Bien sûr, c’est pour prémunir l’Europe de toute agression balistique venant du pays des diables iraniens. Sérieusement, qui pouvait croire à cette fable ? Alors l’Ukraine, à présent. Bien sûr, Joe Biden s’est rendu sur la place Maïdan en brandissant le drapeau des droits de l’homme. Mais à bien y regarder, il y a une sacrée arrière-pensée là-derrière. Car la stratégie de « guerre-froide » n’a pas changé. Il s’agit toujours de terrasser l’ours russe en profitant de ce qu’il a l’air endormi d’un Hibernatus de compétition.
Quel que soit le président américain, la politique étasunienne à l'égard de la Russie n'a pas changé d'un iota. Et les journalistes et autres spécialistes « au courant » (j'ai entendu Zaki Laïdi là-dessus) colportent complaisamment la fable d'un Poutine englué dans la guerre froide et qui n'a rien compris au vingt et unième siècle ... S'il en est resté à la guerre froide, il n'est pas le seul.
L’Hibernatus, après avoir piqué du nez dans son assiette le temps de piquer un roupillon international, s’est décongelé. Poutine arrive au pouvoir en 1999. C'est un patriote. Peut-être un exalté. Cet ancien du KGB veut restaurer la grandeur de la « Sainte-Russie », tsars et bolcheviks mêlés. Par tous les moyens. En s'appuyant sur d’anciens apparatchiks devenus oligarques, il va, avec toute sa bande – qui le suit comme un seul homme, car il ne faut pas croire que Poutine fait anomalie aux yeux de la majorité des Russes, au contraire : pour eux il est l'homme de la situation, seul capable de rendre aux Russes la fierté de l'être –, tenter de restaurer la puissance perdue. Réaffirmer la présence de la Russie sur la scène internationale. Et apparemment, ça ne marche pas trop mal.

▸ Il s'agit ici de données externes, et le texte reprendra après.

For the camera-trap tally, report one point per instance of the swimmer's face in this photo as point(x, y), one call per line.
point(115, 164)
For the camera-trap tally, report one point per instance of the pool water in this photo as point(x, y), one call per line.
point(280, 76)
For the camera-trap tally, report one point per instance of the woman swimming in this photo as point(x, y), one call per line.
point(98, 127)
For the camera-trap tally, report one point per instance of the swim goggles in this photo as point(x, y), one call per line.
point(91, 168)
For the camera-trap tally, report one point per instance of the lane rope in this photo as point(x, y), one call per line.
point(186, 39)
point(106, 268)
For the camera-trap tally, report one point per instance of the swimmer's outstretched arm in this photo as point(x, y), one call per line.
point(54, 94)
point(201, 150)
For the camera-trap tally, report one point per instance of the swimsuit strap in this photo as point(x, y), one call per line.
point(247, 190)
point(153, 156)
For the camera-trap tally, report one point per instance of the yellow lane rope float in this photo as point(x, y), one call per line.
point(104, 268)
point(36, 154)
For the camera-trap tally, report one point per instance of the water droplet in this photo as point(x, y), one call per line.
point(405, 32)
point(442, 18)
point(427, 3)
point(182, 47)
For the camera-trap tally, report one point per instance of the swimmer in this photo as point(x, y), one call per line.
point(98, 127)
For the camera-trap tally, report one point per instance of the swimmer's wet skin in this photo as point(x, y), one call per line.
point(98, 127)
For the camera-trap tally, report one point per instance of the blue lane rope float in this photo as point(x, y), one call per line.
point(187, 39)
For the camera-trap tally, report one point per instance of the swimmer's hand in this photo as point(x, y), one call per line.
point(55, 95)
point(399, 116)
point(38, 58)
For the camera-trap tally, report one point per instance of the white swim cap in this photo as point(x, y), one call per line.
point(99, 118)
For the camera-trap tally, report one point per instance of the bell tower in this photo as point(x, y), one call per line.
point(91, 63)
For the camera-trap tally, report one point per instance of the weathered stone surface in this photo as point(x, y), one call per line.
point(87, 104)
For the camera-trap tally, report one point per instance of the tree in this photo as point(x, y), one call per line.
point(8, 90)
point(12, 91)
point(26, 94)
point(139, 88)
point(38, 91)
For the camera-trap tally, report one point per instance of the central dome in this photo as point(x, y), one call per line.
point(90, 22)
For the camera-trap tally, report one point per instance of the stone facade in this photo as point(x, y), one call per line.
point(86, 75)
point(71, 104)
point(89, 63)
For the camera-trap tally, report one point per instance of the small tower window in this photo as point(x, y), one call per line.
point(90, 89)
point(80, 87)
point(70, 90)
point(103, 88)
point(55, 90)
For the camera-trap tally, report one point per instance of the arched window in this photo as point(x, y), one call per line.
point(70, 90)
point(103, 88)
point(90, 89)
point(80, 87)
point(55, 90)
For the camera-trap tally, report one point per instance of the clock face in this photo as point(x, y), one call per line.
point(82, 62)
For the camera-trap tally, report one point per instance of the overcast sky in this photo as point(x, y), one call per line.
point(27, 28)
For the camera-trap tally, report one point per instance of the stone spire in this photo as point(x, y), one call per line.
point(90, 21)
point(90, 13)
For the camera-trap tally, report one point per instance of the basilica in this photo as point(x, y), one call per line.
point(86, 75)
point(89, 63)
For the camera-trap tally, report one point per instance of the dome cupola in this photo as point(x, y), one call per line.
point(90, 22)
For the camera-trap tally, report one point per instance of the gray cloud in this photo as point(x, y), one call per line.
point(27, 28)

Car l’argent du pétrole et du gaz russes coule à flot (« économie de rente », disent dédaigneusement les fines bouches). La Russie engrange. Elle s’est réarmée, après le gros coup de mou de 1991. L’Amérique fait semblant de ne pas s’en rendre compte, et continue à pousser ses « avantages » de force face à l’ours apathique, en se foutant pas mal de mouiller les Européens jusqu'aux sourcils. Elle n’est pas directement impliquée dans la mort de Khadafi, car elle a délégué les pions français et anglais en Libye, se contentant d’assurer « l’appui-feu » (missiles de croisières), comme disent les militaires.
Exit Khadafi, mais au grand dam de Poutine et de quelques autres, humiliés, qui avaient quelques intérêts dans le coin. Nouveau coup de patte à l’ours endormi, dont on fait semblant de ne pas voir qu’il a peu à peu reconstitué ses forces. Et en outrepassant, soit dit en passant, la résolution de l’ONU autorisant l’intervention en Libye (la « nécessité de protéger les populations », comme c'est beau).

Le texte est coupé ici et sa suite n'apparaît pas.